女性社員の活躍を推進するためのメンター制度導入・ロールモデル普及マニュアル」では、メンター制度導入の準備段階として、以下が重要であると伝えています。

1.課題の整理と目的の設定

メンター制度導入により、どんな「課題・問題」を解決したいのかを整理します。

例えば「若手社員の定着率や特定職種における定着率の低下」など、自社の抱えている課題を明確にします。

2.全体計画の策定

自社の課題が整理できたら、課題を解消するための目標設定を行います。例えば、離職率をX%にする、女性社員の管理職を全体のX%にするなど、具体的な数値目標に落とし込みます。

目標設定後、メンター制度導入の全体計画を作ります。主なものでいうと、制度の運用ルールの策定、メンターとメンティーのマッチング方法、事前研修の実施などです。

メンター制度の運用開始後、ステップ毎に複数回メンター・メンティーとの面談を実施することも推奨されています。面談ではワークシートを用いて、メンター制度の目的を再確認したり、実施状況を確認したり、ステップ毎の振り返りを行うことで、次回以降の改善点を探すことが有効です。

3.経営幹部の合意

目標を明確にし、メンター制度導入で得られる効果や成果について、経営陣の納得を得ることが大切です。

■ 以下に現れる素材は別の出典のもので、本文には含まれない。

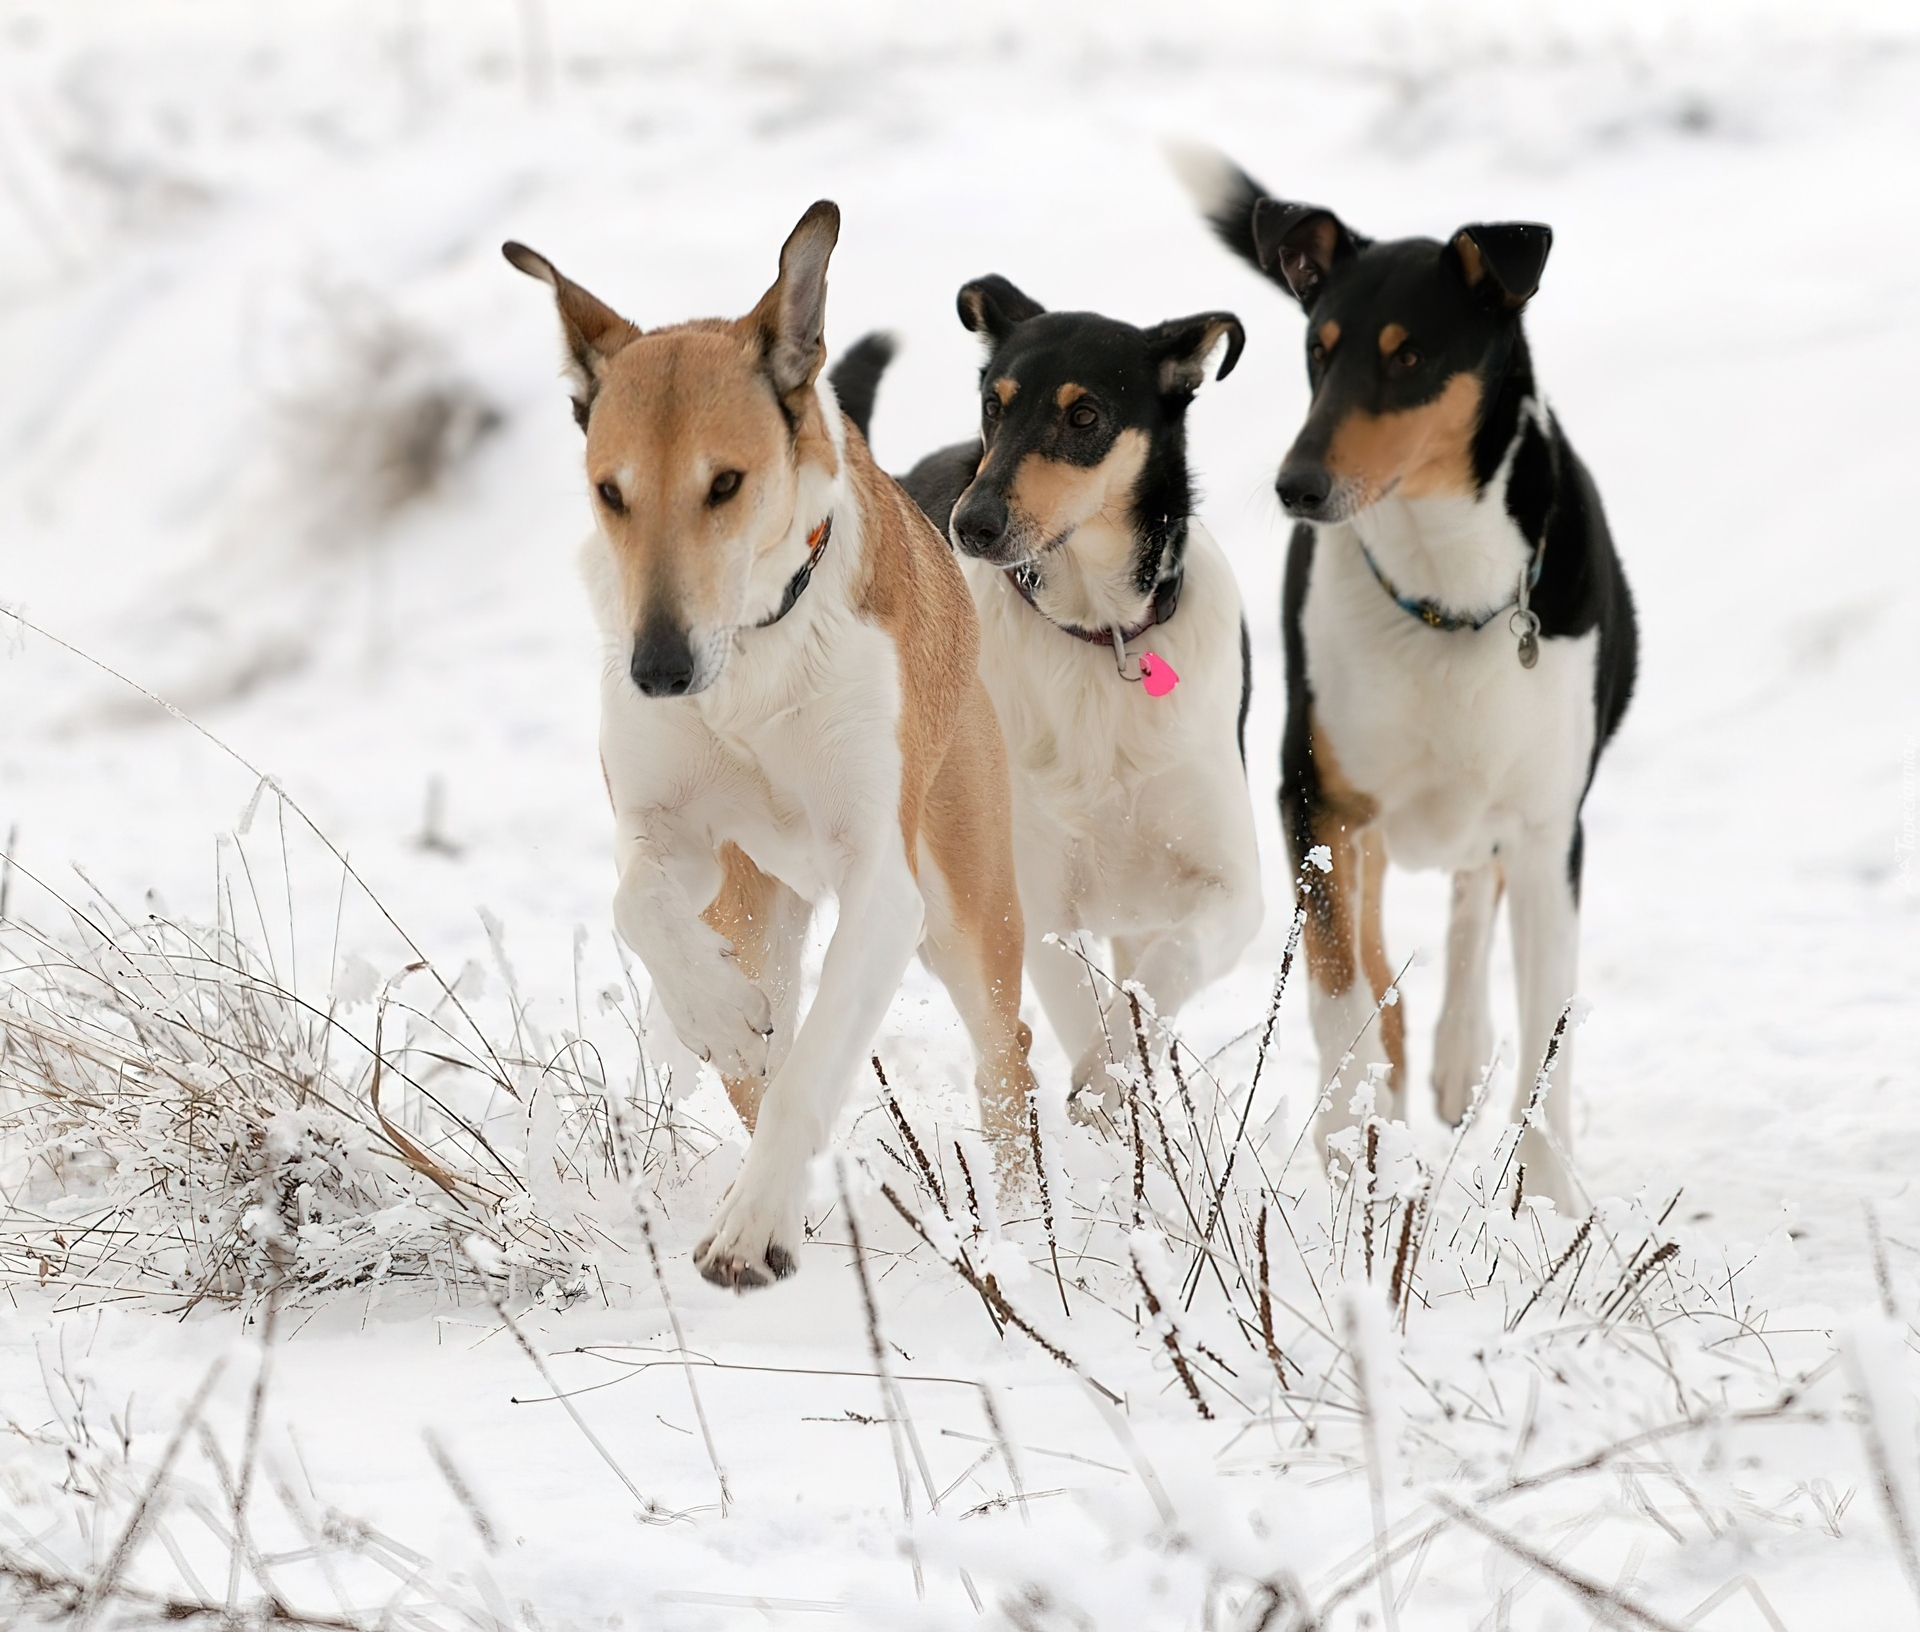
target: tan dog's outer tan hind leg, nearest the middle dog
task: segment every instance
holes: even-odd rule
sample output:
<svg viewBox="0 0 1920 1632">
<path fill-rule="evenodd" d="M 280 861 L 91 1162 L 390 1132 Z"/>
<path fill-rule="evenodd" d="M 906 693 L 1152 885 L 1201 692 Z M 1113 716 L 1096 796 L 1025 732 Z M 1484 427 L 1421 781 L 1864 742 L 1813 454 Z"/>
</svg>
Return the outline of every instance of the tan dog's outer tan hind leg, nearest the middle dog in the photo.
<svg viewBox="0 0 1920 1632">
<path fill-rule="evenodd" d="M 973 1039 L 981 1129 L 1002 1179 L 1014 1179 L 1025 1171 L 1033 1033 L 1020 1018 L 1025 935 L 1004 756 L 983 732 L 991 708 L 981 687 L 927 791 L 920 826 L 920 889 L 927 902 L 922 952 Z"/>
</svg>

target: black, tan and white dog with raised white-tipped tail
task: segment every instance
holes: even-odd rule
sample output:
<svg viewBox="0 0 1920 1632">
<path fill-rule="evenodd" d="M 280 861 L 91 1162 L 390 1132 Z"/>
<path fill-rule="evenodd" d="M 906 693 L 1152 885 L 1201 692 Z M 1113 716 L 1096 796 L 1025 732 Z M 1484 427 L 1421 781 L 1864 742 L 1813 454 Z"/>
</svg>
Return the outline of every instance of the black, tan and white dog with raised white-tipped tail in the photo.
<svg viewBox="0 0 1920 1632">
<path fill-rule="evenodd" d="M 1404 1008 L 1367 1027 L 1390 981 L 1388 860 L 1453 874 L 1432 1075 L 1446 1121 L 1488 1066 L 1505 889 L 1521 1116 L 1574 993 L 1580 806 L 1638 647 L 1599 493 L 1540 397 L 1521 324 L 1553 234 L 1496 223 L 1375 242 L 1329 209 L 1269 198 L 1217 154 L 1175 163 L 1213 230 L 1308 315 L 1311 407 L 1275 488 L 1300 522 L 1281 611 L 1281 816 L 1309 879 L 1323 1081 L 1342 1081 L 1321 1144 L 1352 1119 L 1346 1089 L 1369 1066 L 1390 1066 L 1404 1114 Z M 1308 866 L 1321 845 L 1327 874 Z M 1563 1210 L 1569 1079 L 1563 1046 L 1521 1142 L 1524 1185 Z"/>
</svg>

人事部が中心となってメンター制度の運営を行いますが、経営者やメンティの上司からの理解を得て、会社全体として取り組む姿勢が重要になります。

メンター制度導入の効果・成果の測定について

メンター制度を導入したからには、その効果や成果をチェックする必要があります。効果や成果の測定は「設定した目標プロセスに対する評価」「施策成果の評価」「課題目的に対する成果」の3つごとに行います。

設定した目標プロセスに対する評価

プロセスに対する評価というのは、メンター・メンティが事前研修の内容をどのくらい理解できていたかなどの、制度導入と運営上のプロセスに問題がなかったかを振り返ります。

事前研修の内容が理解できなかった、納得できなかったなどの場合には、事前研修内容そのものの見直しが必要です。定期的な振り返りや面談が義務化しているなどの場合には、再度メンター制度の目的を共有し直すことが求められます。

施策成果の評価

施策成果の評価は、メンター・メンティの満足度や、メンター制度導入をしたことで、その他の社員の意識はどう変化したかをアンケートなどによりチェックします。

業務負担が増えて通常業務が回らなくなった、メンターが忙しくて気軽な相談ができなかったなどの不満があると、離職率が低下してもメンター制度そのものが形骸化するおそれがあります。

課題目的に対する成果

課題・目的に対する成果は、例えば若手社員の定着率の向上など、メンター制度導入の背景となった自社の課題を解決できたのかチェックします。

課題目的に対する成果の評価においては、様々な要因が絡み合って出てくる結果であるため、一概にメンター制度導入の成果であるかとは言い切れません。メンター制度は人材育成に関する施策であるため、経営層・人事部は、長期的な視点で制度導入の振り返りを行うことが重要です。

自社の状況に合わせた制度作りを

厚生労働省が公開している「女性社員の活躍を推進するためのメンター制度導入・ロールモデル普及マニュアル」は、女性社員に関わらず、メンター制度の導入を検討している企業にとって有効な道標となります。既にメンター制度を導入している企業にとっても、制度運用上の課題解決の糸口を掴むきっかけとなるかもしれません。

マニュアルはあくまで全体の進め方が記載されているだけであるため、自社の状況に応じてポイントをかいつまみながら、自社課題の整理や解決に充てていきましょう。